Colorectal cancer cases have increased in kids over the last 2 decades. Here’s what you need to know.

Colorectal cancer cases in children have been on the rise over the past two decades. Recent research has shown that not only are younger adults being affected by this type of cancer, but now cases are also increasing in children.

A comprehensive analysis of data from the Centers for Disease Control and Prevention spanning 22 years revealed a significant surge in colorectal cancer cases in children between 1999 and 2020. The study found that the rate of colorectal cancers increased by 500% in children aged 10 to 14, 333% in teenagers aged 15 to 19, and 185% in young adults aged 20 to 24. These findings will be presented at the upcoming Digestive Disease Week later this month.

It is important to note that the overall number of cases remains relatively low. For instance, in 2020, only 0.6 children aged 10 to 14 per 100,000 were diagnosed with colorectal cancer, compared to 0.1 per 100,000 in 1999. In teenagers, the number increased from 0.3 to 1.3 per 100,000, and in young adults, cases increased from 0.7 to 2 per 100,000.

Nevertheless, doctors emphasize the significance of these increases. “These findings are definitely alarming,” says Dr. Tiago Biachi, a medical oncologist in the Gastrointestinal Oncology Department at Moffitt Cancer Center. It is crucial for parents to be aware of these trends.

The reasons behind the increase in cases among younger individuals are not yet fully understood. However, Dr. Biachi suggests a few factors to consider.

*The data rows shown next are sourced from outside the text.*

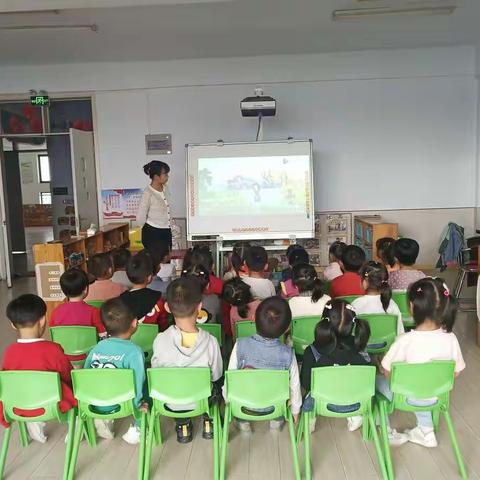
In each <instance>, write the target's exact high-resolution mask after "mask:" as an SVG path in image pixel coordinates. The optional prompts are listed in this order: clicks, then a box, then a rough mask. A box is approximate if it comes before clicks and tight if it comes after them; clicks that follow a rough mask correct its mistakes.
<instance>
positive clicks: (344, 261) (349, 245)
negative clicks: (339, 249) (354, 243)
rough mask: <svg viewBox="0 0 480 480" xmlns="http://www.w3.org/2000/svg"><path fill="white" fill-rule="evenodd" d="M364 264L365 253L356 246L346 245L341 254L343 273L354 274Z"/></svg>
mask: <svg viewBox="0 0 480 480" xmlns="http://www.w3.org/2000/svg"><path fill="white" fill-rule="evenodd" d="M364 262H365V252H364V251H363V250H362V249H361V248H360V247H357V246H356V245H347V246H346V247H345V248H344V250H343V252H342V259H341V267H342V268H343V270H344V271H345V272H355V273H357V272H358V271H359V270H360V267H361V266H362V265H363V264H364Z"/></svg>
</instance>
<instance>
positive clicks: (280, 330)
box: [255, 297, 292, 338]
mask: <svg viewBox="0 0 480 480" xmlns="http://www.w3.org/2000/svg"><path fill="white" fill-rule="evenodd" d="M291 321H292V311H291V310H290V306H289V305H288V302H287V301H286V300H285V299H283V298H280V297H270V298H266V299H265V300H263V302H262V303H260V305H259V306H258V308H257V311H256V312H255V324H256V327H257V333H258V334H259V335H261V336H262V337H265V338H279V337H281V336H282V335H283V334H284V333H285V332H286V331H287V330H288V329H289V327H290V322H291Z"/></svg>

“It is well known that the process of developing ‘non-inherited’ colorectal cancer takes time, and the typical interval between a polyp and cancer is five to 10 years,” explains Dr. Biachi. “This means that children developing colorectal cancer were likely exposed to risk factors from a very young age.”
Dr. Jacqueline Casillas, a pediatric hematologist/oncologist and medical director at MemorialCare Miller Children’s & Women’s Hospital Long Beach, explains that lifestyle factors such as obesity, unhealthy diets, sedentary living, and antibiotic use that alters a child’s gut microbiome may contribute to the development of colorectal cancer in young people. However, she emphasizes that the reasons for this trend are still unclear and further investigation is needed.

On the other hand, Dr. Jeffrey Hyams, a pediatric gastroenterologist at Connecticut Children’s Medical Center, reassures that colorectal cancer in teenagers is extremely rare. In his 40 years of medical practice, he has only encountered one case of this cancer in a teenager, and even that case had predisposing risk factors. Risk factors for colorectal cancer include inflammatory bowel disease, family history of the disease, and inherited syndromes, according to the American Cancer Society.

Dr. Anton Bilchik, a surgical oncologist and director of the Gastrointestinal and Hepatobiliary Program at Providence Saint John’s Cancer Institute, echoes the rarity of this phenomenon, cautioning that the numbers should be interpreted carefully. He stresses the importance of considering family history and other factors before drawing any conclusions.

While this information is not a reason to initiate colonoscopy screenings in children, it does highlight the need to understand the underlying causes of this trend, says Dr. Bilchik.

What symptoms should parents be aware of?
According to the study, the most common symptoms experienced by patients with colorectal cancer were identified as signs of iron deficiency anemia. It is important to distinguish these symptoms from less serious stomach issues. Although the presence of these symptoms in children does not automatically indicate colorectal cancer, it is crucial to have them evaluated by a doctor if they persist for more than a month or two. Tests such as stool testing, blood work, and abdominal X-rays are typically conducted before considering a colonoscopy. Parents should prioritize their child’s gut health and continue seeking answers if something seems abnormal. The study also serves as a reminder to establish healthy habits early in life, such as maintaining a nutritious diet and engaging in regular physical activity. However, doctors emphasize that parents should not panic, as colorectal cancer is still extremely rare in children.